Po ogarnięciu wszystkiego nagle ktoś zadzwonił do drzwi. Nie wiedziałam że ktoś ma przyjść do nas, zawsze spędzaliśmy święta tylko we trójkę, ewentualnie z jakimś partnerem cioci Rose, ale wtedy by nam o nim powiedziała. Sweet Pea poszedł otworzyć i nie dowierzałam

-Dobry wieczór wszystkim- w drzwiach stanęli rodzice Jaspera. Nie wiedziałam co oni tu robili, przede wszystkim gdy zobaczyłam chłopaka oniemiałam. 

Był o wiele wyższy niż wcześniej, jego piękne brunatne włosy opadały mu na twarz, jego piękne brązowe oczy miały w sobie iskierkę. Nie spodziewałam się że tak wyładnieje.

Nadszedł czas zasiąść do stołu, obok mnie siedział mój brat i Jasper. Byłam spięta, zdziwiona i nie wiedziałam co robić. Nigdy tak się nie zachowałam.

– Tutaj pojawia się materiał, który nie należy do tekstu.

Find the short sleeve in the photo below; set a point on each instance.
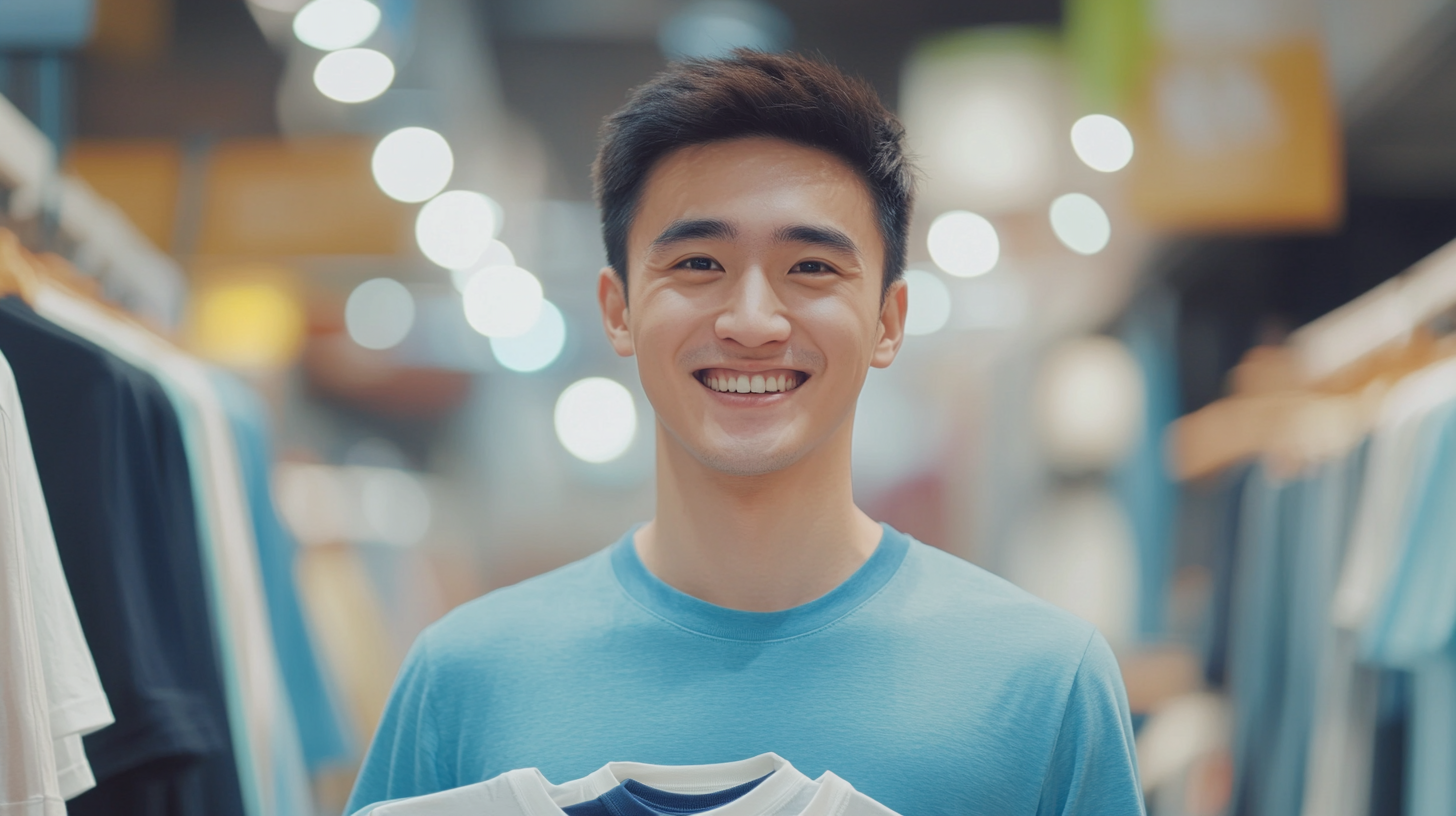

Nie chciałam nic jeść, nic pić, nic nie robiłam bo myślałam jak cioci ściągnęła ich do nas. 

Później przyszedł ktoś jeszcze, nie wiedziałam kto to bo widziałam ich po raz pierwszy. Była to rodzinka ojciec, matka, starsza córka i młodsza córka.

Nie wiedziałam co się stało mojemu bratu, ale widziałam że się zarumienił, nie wiedziałam o co chodziło więc sturchnęłam go lekko pod stołem.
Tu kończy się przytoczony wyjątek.